Announcement

Upcoming Webinar: ZFS Horror Stories! Learn More

Klara

Dummynet is a traffic shaper, bandwidth manager and link emulator. Traffic management is an important feature of any router that sits on a network bottleneck. Bottlenecks are created when there is a difference between link speeds or when multiple users are served by a single upstream connection. The boundary between an office or data center network and the provider’s upstream network is a common bottleneck, and in these sorts of situations the internal multi-gigabit network is constricted down into a smaller uplink. When this happens traffic must be buffered and queued.

Did you know? We talked about Dummynet in the past, check it out!

The Internet is a best effort packet network - we send information broken down into packets of data and the network does its best to deliver them, but it doesn’t offer any reliability mechanism. Packet transmission requires buffering. We buffer packets to ensure that they can be stored and sent as the data is carried on a transmission medium, so that it can be reassembled and its validity verified.

It would be possible to build network with only a single packet’s worth of buffering at each hop, but it would be fragile and its ability to transfer data would be low. Instead, routers on the Internet are configured to be able to buffer large numbers of packets.

How we manage packets queued in buffers has an impact on the network conditions that a flow experiences. When there is a lot of traffic in the network, or when there are bursts of traffic in the network, the buffers that hold packets while they are waiting to be transmitted on a link can become full. In this situation, we say the network is congested, like a road with heavy traffic. As congestion increases, it takes longer for packets to transverse the network, and packet latencies start to increase.

When the network is full, it becomes very difficult for new flows to start up. They will see increases in latency and potentially packet loss. If there are constant bit rate flows, such as a video or audio stream, they might push out other traffic entirely.

Sometimes we want to control the amount of bandwidth that a certain application can use. Maybe we want to create a reservation so we can always ssh in to manage hosts when flooded with traffic, or perhaps we want backup jobs to be able to use all of the network when the network is quiet, but only a small percentage when we have more urgent tasks.

Dummynet allows us to control how packets are scheduled and queued by a router through the use of multiple queues and a scheduling algorithm. This article will show an example of configuring a network with Dummynet and then deploying a fair scheduling algorithm to balance traffic.

Test network

We are going to build an example network with a FreeBSD router for our demonstration and test applications that will send traffic over the bottleneck. We will look at how network conditions change on a FreeBSD router without any traffic management, and compare that to using Dummynet to create a bottleneck.

FreeBSD 13.0 is not yet able to use Dummynet in vnet jails (but support is likely to be in 13.1 and is available in FreeBSD 14.0 CURRENT) so we need to either use a dedicated host or a virtual machine for our experiment router.

For these examples, we need to configure 3 FreeBSD virtual machines running bhyve.

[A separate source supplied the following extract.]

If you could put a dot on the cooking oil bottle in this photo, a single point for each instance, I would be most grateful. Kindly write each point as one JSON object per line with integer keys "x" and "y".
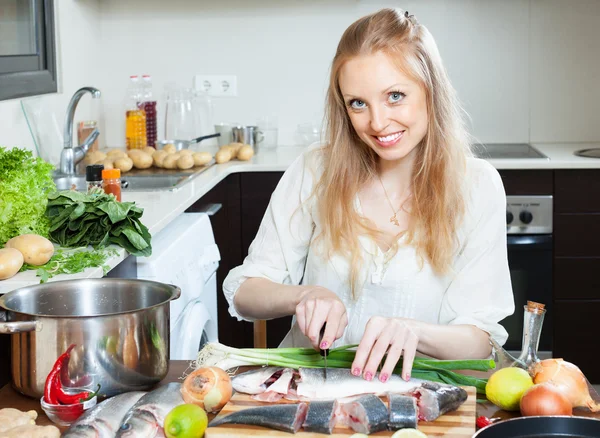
{"x": 135, "y": 116}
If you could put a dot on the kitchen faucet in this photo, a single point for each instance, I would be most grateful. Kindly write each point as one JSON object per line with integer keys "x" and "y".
{"x": 70, "y": 156}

This network is documented in the diagram above. It is worth noting at this point that because we are using virtual machines for our Dummynet router, we will see timing artifacts in its delay emulation due to the emulated clock in the virtual machine. These artifacts won’t appear when using dedicated hardware for the Dummynet router.

With the network configured, it is good to test how quickly we can send traffic across the link and what the latency is in our example.

The Default Network

We are going to use two tools to look at how queue scheduling algorithms affect our traffic, iperf3 and ping. iperf3 is going to be used as a workload generator, and ping is going to be used to measure latency during tests.

For all tests iperf3 is running in server mode on the server host 10.0.2.2 and is run like so:

server $ iperf3 -s

We are going to run tests from the client to show how our network experiences when using different algorithms. We are going to use iperf workload tests that look like:

client $ iperf3 -c 10.0.2.2 -n 10G      # tcp
client $ iperf3 -c 10.0.2.2 -n 10G -u -b 10M    # udp

The first command above runs iperf3 with a TCP workload, while the second command runs an iperf3 UDP workload with a target rate of 10 Megabit/s. In both cases iperf3 is configured to send 10 GigaBytes of data, enough so that we don’t have to worry about the workload transfer ending while we are experimenting with the network.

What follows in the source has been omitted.